Sumac Chicken with Carrots (Printable)

One-pan sumac-spiced chicken roasted with carrots and chickpeas for an easy Middle Eastern weeknight dinner.

# What You’ll Need:

→ Meats

01 - 4 bone-in, skin-on chicken thighs

→ Vegetables & Legumes

02 - 3 large carrots, peeled and cut into sticks
03 - 1 medium red onion, thinly sliced
04 - 1 can (15 oz) chickpeas, drained and rinsed
05 - 2 cloves garlic, minced

→ Spices & Herbs

06 - 1 tablespoon ground sumac
07 - 1 teaspoon ground cumin
08 - 1 teaspoon smoked paprika
09 - 1 teaspoon ground coriander
10 - 1/2 teaspoon ground black pepper
11 - 1 teaspoon salt, or to taste
12 - 2 tablespoons fresh parsley, chopped, for garnish

→ Pantry Staples

13 - 3 tablespoons olive oil
14 - Juice of 1 lemon

# How To Make:

01 - Preheat oven to 400°F. Position the rack in the center.
02 - In a large mixing bowl, whisk together the olive oil, ground sumac, cumin, smoked paprika, coriander, salt, black pepper, and lemon juice until well combined.
03 - Add the chicken thighs to the bowl and toss thoroughly to coat evenly.

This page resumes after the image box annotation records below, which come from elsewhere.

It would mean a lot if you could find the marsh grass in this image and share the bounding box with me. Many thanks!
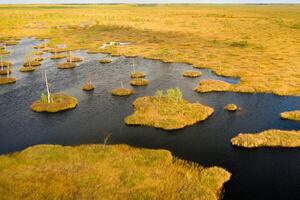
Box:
[280,110,300,121]
[231,129,300,148]
[182,70,202,78]
[124,88,214,130]
[31,93,78,113]
[130,78,149,86]
[0,144,231,200]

Allow to sit at room temperature for 10 minutes for deeper flavor penetration.
04 - Spread the carrot sticks, sliced red onion, drained chickpeas, and minced garlic across a large baking sheet. Drizzle with a light coating of olive oil and toss to distribute.
05 - Nestle the marinated chicken thighs skin-side up on top of the vegetable mixture on the baking sheet.
06 - Roast for 35 to 40 minutes until the chicken skin is golden brown and the internal temperature reaches 165°F. The vegetables should be tender and caramelized at the edges.
07 - Remove from the oven, scatter chopped fresh parsley over the top, and serve hot alongside rice, flatbread, or a crisp green salad.

# Expert Advice:

01 -
  • Everything roasts on one pan, which means you get maximum flavor and almost zero cleanup on a tired Tuesday night.
  • The tangy, earthy spice blend makes plain chicken thighs taste like you spent hours when the oven did all the real work.
02 -
  • Do not flip the chicken while it roasts because the skin needs uninterrupted contact with the dry heat to crisp properly.
  • If your chickpeas look soggy after draining, spread them on a clean towel and pat thoroughly dry before they go on the pan.
03 -
  • Let the baked sheet rest for five minutes out of the oven before serving so the chicken juices redistribute instead of running out onto the pan.
  • Double the spice marinade and keep the extra half in a jar in your fridge for a second batch later in the week.